I'm guessing that your inlet is higher than the outlet, and maybe you have a siphon hose from your in bucket to the exchanger in connection.

In that case the driving pressure difference is the elevation difference between the top surface of the fluid in the in bucket and the exchanger exit.

At that pressure drop, the exchanger will have some flow rate.

If you had a pump forcing fluid in the inlet pressure would be higher, and the flow would be higher.
 
MintJulep,

Thank you for your response but I don't think you understand my question. I will have a heat exchanger with twisted tape swirl generators in the tubes to increase turbulence of the fluid but this will also create a pressure drop in the system and I am only interested in the pressure drop due to these.

My question is more geared to what type of pressure gauges and what they will tell me. if I use just a standard pressure gauge at the heat exchanger inlet and outlet as far as I know this will tell me the static pressure, (and not the dynamic pressure?) I do want to know the static pressure build up in the inlet of the heat exchanger due to the resistance of flow the heat exchanger provides, and I also want to know the dynamic pressure drop, can the pressure gauge tell me both?

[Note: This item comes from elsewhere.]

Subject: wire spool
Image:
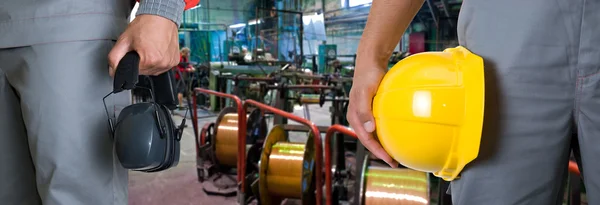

or how else would i set up this to get the total pressure drop?
 
Unless this a very strange form of tube, your pressure drop is entirely dynamic but...

The tube being same size end to end and same flow in as out: A PG on the entry side is connected to the tube and in the same fashion and orientation as other PG is connected on the outlet, the dynamic pressure will be the same on both sides...Therefore no change. The difference in the gauge reading will be the pressure drop across the heat exchanger. If you need to know the dynamic head for other purposes, measure the flow rate and calculate dynamic as per Bernoulli et al.
 
Hi dkm0038,.....I do hope I dont sound like im teaching you to suck eggs but here goes.

If I have got this correct you have the hot supply bucket elevated and the cooler return bucket lowered with the exchanger in the middle. If you have two gauges of the same type, one on the supply and one on the return, both the same distance away from the exchanger. If you then proceed to fill the supply bucket and let the water run through the exchanger to the return bucket the pressures that read on the gauges will be different and it is this difference that will be the static pressure drop across the exchanger. As the top bucket empties the pressure drop across the exchanger will get smaller untill the system stops flowing. To find the dynamic pressure drop the water must be mechanically forced through the exchanger with the same set up as mentioned before. This will give the dynamic pressure drop and if all of the variables stay the same from the source then the flow rate and pressure drop across the exchanger will stay the same. That is assumeing that you dont have a blockage in the exchager mid way through the experiment.